Egypt's foreign policy advisor to the presidency, Essam Haddad, stated late Wednesday that "If Egypt's strategic foreign policy puts Africa as a priority, then bilateral Egypt-Ethiopia relations come at the core of this issue."
A statement published on Haddad's Facebook page described Ethiopia as a crucial country in the African continent and one of its emerging economies. It is also a primary actor in the Horn of Africa region, which is undergoing economic and strategic changes that affect Egypt's national security.
Ethiopia, Haddad added, along with Sudan, is a strategic partner in the Nile water portfolio.
"Egypt needs to reassert these ties and work hard to establish a line of communication with Ethiopia, which will entail strengthening political, economic, social and cultural ties between the two countries and Africa as a whole," Haddad added.
Additionally, Haddad asserted that Egypt needs to push for fresh negotiations on the Nile water issue and that Egyptian diplomacy needs to redouble its effort to reach an agreement that is accepted by all parties and based on a foundation of justice.

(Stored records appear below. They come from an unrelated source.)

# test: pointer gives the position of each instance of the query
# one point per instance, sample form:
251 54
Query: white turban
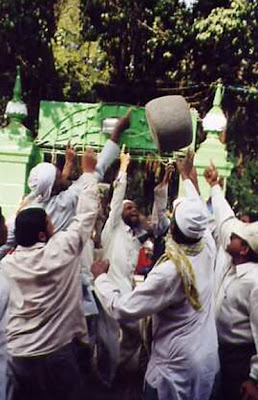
191 217
41 181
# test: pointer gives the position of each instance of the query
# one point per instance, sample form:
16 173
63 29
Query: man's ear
42 237
245 250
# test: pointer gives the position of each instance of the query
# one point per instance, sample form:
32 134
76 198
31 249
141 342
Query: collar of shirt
242 269
129 229
37 245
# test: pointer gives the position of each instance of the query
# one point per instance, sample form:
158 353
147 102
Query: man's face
3 231
59 184
131 214
49 228
237 246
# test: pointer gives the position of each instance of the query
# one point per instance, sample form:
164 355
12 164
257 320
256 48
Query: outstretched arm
189 175
111 149
160 221
159 290
224 215
79 231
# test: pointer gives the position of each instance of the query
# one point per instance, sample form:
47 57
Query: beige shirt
184 357
120 245
45 290
236 287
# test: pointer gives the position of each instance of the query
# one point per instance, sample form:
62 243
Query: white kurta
62 207
236 287
45 310
4 294
184 357
120 245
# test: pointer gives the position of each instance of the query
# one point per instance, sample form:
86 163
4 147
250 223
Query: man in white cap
178 292
236 297
48 189
45 318
121 245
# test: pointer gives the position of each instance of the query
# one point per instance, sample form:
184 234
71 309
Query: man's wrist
255 381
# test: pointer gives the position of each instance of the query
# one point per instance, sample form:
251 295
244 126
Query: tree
80 64
27 27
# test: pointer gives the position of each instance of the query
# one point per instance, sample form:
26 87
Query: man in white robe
47 188
178 293
4 295
45 315
236 297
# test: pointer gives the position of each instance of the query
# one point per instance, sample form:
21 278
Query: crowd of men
60 298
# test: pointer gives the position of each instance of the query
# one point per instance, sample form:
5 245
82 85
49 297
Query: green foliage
65 47
243 187
80 64
27 27
229 35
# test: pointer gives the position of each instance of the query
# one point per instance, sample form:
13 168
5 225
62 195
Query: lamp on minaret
214 123
16 109
17 152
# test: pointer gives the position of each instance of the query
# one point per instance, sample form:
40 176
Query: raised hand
185 165
211 175
170 169
70 154
124 159
99 267
121 125
89 160
70 158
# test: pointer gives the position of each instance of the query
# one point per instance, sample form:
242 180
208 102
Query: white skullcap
41 181
191 217
247 232
127 201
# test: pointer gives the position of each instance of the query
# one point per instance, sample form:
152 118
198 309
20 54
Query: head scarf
178 255
191 217
41 181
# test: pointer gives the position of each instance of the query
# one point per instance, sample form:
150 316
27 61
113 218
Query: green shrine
86 124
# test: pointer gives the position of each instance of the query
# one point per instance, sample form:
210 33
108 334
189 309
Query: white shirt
236 287
120 245
62 207
184 357
45 310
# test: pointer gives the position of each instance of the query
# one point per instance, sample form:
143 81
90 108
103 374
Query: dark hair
28 224
179 237
253 257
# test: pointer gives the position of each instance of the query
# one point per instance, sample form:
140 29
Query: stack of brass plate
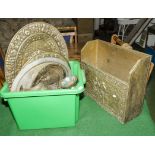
36 43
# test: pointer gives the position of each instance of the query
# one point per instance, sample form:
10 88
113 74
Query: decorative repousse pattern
32 37
106 90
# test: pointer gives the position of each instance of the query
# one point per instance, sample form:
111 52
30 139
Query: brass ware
116 77
31 38
44 70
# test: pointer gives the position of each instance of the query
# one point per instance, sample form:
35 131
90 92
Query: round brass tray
32 37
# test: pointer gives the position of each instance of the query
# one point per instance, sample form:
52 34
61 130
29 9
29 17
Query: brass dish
32 37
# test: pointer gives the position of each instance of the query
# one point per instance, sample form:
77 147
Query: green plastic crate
46 108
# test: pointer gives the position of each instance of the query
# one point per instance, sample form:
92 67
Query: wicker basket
116 77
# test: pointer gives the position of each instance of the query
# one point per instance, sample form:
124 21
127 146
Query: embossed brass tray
32 37
33 74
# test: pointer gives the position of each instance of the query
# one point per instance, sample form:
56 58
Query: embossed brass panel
37 36
116 77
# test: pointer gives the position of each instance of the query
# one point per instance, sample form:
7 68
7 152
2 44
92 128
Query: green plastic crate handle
83 76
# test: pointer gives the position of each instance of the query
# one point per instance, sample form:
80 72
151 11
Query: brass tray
31 73
32 37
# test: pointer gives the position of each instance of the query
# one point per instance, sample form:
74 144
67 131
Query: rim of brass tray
24 35
35 63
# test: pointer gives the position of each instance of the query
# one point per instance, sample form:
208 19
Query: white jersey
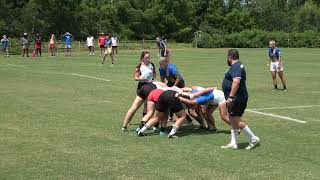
90 41
114 41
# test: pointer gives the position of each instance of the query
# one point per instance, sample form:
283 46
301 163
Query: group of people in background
104 42
160 100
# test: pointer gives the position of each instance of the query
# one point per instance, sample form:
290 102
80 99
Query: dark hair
233 54
143 54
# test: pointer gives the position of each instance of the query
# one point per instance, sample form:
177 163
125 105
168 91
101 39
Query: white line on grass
288 107
276 116
92 77
14 65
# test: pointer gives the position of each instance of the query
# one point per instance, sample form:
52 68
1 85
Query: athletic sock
234 133
174 130
144 128
249 133
142 123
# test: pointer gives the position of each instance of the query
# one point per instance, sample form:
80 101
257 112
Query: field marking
14 65
92 77
276 116
288 107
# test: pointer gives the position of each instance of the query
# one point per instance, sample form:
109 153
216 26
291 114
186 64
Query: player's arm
202 92
188 101
150 111
162 79
234 89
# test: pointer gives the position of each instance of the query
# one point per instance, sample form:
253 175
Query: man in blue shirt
5 45
170 72
108 50
235 91
276 65
67 40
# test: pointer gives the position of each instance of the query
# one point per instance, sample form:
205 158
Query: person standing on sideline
5 45
101 40
67 40
52 45
114 45
108 50
25 44
38 45
90 42
276 65
235 90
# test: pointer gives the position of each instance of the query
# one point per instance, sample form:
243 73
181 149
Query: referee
235 91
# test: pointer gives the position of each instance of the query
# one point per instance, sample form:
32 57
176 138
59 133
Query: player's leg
274 79
181 116
210 119
132 110
224 113
283 80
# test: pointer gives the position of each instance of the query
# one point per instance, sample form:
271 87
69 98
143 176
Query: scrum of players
162 100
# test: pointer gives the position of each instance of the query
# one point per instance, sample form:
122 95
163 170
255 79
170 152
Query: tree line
144 19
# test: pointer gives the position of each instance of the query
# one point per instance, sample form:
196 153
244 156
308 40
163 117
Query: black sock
188 118
142 123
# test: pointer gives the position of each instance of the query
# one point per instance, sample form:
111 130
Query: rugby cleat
230 146
254 142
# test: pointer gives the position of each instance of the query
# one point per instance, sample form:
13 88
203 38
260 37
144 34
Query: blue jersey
172 74
236 70
274 54
205 98
68 39
108 42
4 43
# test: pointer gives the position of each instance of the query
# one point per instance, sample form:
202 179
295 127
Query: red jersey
154 95
101 40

Haddad added that the agreement should not necessarily amount to "equals share" of Nile water resources, but rather "adequate provision of water of the Nile Basin according to the needs of each country."
Egyptian negotiators should incorporate modern concepts, rain harvesting and cutting down on the exploitation of other resources, he added.
"Egypt's image of Africa needs to improve. Egypt's opposition to the dam was negatively perceived by Africans who felt that Egypt was standing in the way of their development," Haddad stated. He claimed that this opposition was the more offensive as the dam project spearheaded by former Ethiopian Prime Minister Meles Zenawi was a national project behind which all Ethiopians united.
Nevertheless, Egypt strives to be a partner with African nations, and respects other countries' rights in the development of their societies, Haddad said.
Haddad underlined that Ethiopia's moves take into account the results of the tripartite international experts committee on the dam, just as Egypt would not preemptively make a move without studying the effects of a given project on neighbouring countries which would be affected by it.
Ethiopia on Tuesday began diverting the course of the Blue Nile, one of the Nile River’s two major tributaries, as part of its project to build a new dam.
The majority of the Nile water that reaches Egypt and Sudan orginates in the Blue Nile.
The Renaissance Dam has been a source of concern for the Egyptian government, amid sensitivities about any effect on the volume of water that will reach Egypt if the project is completed.
The dam is one of four hydro-electric power projects planned for construction in Ethiopia.
Egypt will need an additional 21 billion cubic metres of water per year by 2050, on top of its current quota of 55 billion metres, to meet the water needs of a projected population of 150 million people, according to Egypt's National Planning Institute.